Overview*

1. Overview of NPU Hardware*

The NPU processor is specifically designed for IoT artificial intelligence, aimed at accelerating the computation of neural networks and addressing the inefficiency of traditional chips in neural network operations. GX8002 is a low-power AI chip launched by Hangzhou Guoxin, with advantages such as small size, low power consumption, and low cost. It contains a high-performance, low-power NPU processor internally. The NPU processor includes sub-modules such as matrix multiplication, convolution, general computation, copying, decompression, etc.

2. Toolchain and API*

Guoxin Neural Network Processing Unit Compiler (gxnpuc) is a model conversion tool for heterogeneous computing architectures. This compilation tool is used in a Linux environment and converts network models from open-source frameworks into offline model files compatible with Guoxin AI processors.

Developers can deploy offline models on the GX8002 computing platform for inference using the NPU-related API provided by the LPV framework. This enables the development of applications such as speech recognition and object detection.

3. Steps to Use*

Generate network model files in the specified format on a PC using supported open-source framework.

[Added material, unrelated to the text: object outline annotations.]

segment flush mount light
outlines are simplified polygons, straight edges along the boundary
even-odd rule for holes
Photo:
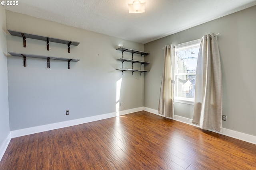
[[[145,12],[146,2],[140,3],[139,0],[133,1],[132,4],[128,4],[129,13],[142,13]]]

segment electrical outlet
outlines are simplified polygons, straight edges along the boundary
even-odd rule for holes
[[[226,116],[226,115],[222,115],[222,120],[224,120],[224,121],[226,121],[227,116]]]

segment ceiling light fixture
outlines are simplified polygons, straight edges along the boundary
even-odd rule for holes
[[[128,4],[129,13],[142,13],[145,12],[146,2],[140,3],[139,0],[133,1],[132,4]]]

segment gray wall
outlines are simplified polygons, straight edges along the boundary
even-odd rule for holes
[[[0,6],[0,148],[10,133],[5,10]]]
[[[21,57],[8,57],[11,131],[114,112],[119,102],[119,111],[143,106],[143,74],[116,70],[122,65],[116,61],[122,53],[116,49],[121,45],[144,51],[144,45],[9,11],[6,15],[8,29],[80,42],[69,54],[66,45],[50,42],[47,51],[46,42],[27,39],[24,48],[21,37],[7,35],[8,51],[80,60],[68,70],[66,61],[51,60],[48,68],[46,60],[27,58],[24,67]]]
[[[157,109],[166,45],[198,39],[220,33],[218,42],[222,72],[223,127],[256,136],[256,6],[234,13],[145,45],[150,55],[145,68],[144,106]],[[172,23],[170,23],[171,24]],[[192,117],[192,105],[176,103],[175,114]]]

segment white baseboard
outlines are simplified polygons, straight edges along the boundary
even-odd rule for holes
[[[9,143],[10,143],[10,141],[11,141],[11,133],[10,132],[9,133],[8,136],[7,136],[7,137],[6,137],[6,139],[3,143],[2,145],[0,146],[0,161],[1,161],[1,160],[3,157],[4,154],[4,152],[7,149],[7,147],[8,147]]]
[[[144,107],[144,110],[152,113],[163,116],[162,115],[158,114],[157,113],[158,111],[156,109]],[[191,119],[182,117],[177,115],[174,115],[174,120],[187,123],[192,126],[198,127],[198,126],[192,123],[192,119]],[[210,130],[210,131],[256,145],[256,136],[226,128],[222,128],[222,130],[223,131],[223,133],[220,133],[214,130]]]
[[[19,137],[34,133],[44,132],[45,131],[68,127],[70,126],[108,119],[110,117],[113,117],[118,115],[123,115],[136,111],[141,111],[143,110],[143,108],[144,107],[142,107],[124,110],[122,111],[120,111],[117,112],[110,113],[109,113],[94,116],[71,120],[68,121],[65,121],[61,122],[42,125],[41,126],[29,127],[28,128],[16,130],[11,131],[11,137],[12,138]]]

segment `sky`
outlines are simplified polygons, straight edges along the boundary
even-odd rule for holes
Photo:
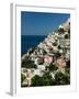
[[[70,18],[69,13],[21,12],[22,35],[48,35]]]

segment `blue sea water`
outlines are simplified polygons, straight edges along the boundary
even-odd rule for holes
[[[25,54],[31,47],[36,47],[45,37],[46,35],[21,35],[21,54]]]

Currently supported deep learning frameworks include TensorFlow and PyTorch. For specific conversion processes to the designated model format, refer to the model compilation examples: TensorFlow Example, PyTorch Example.
Write a model conversion configuration file. Use the gxnpuc model conversion tool to compile open-source framework network models into offline model files supported by the NPU.
Invoke NPU-related APIs to complete operations such as resource loading, data transfer, model inference, and resource release, enabling the development of relevant applications.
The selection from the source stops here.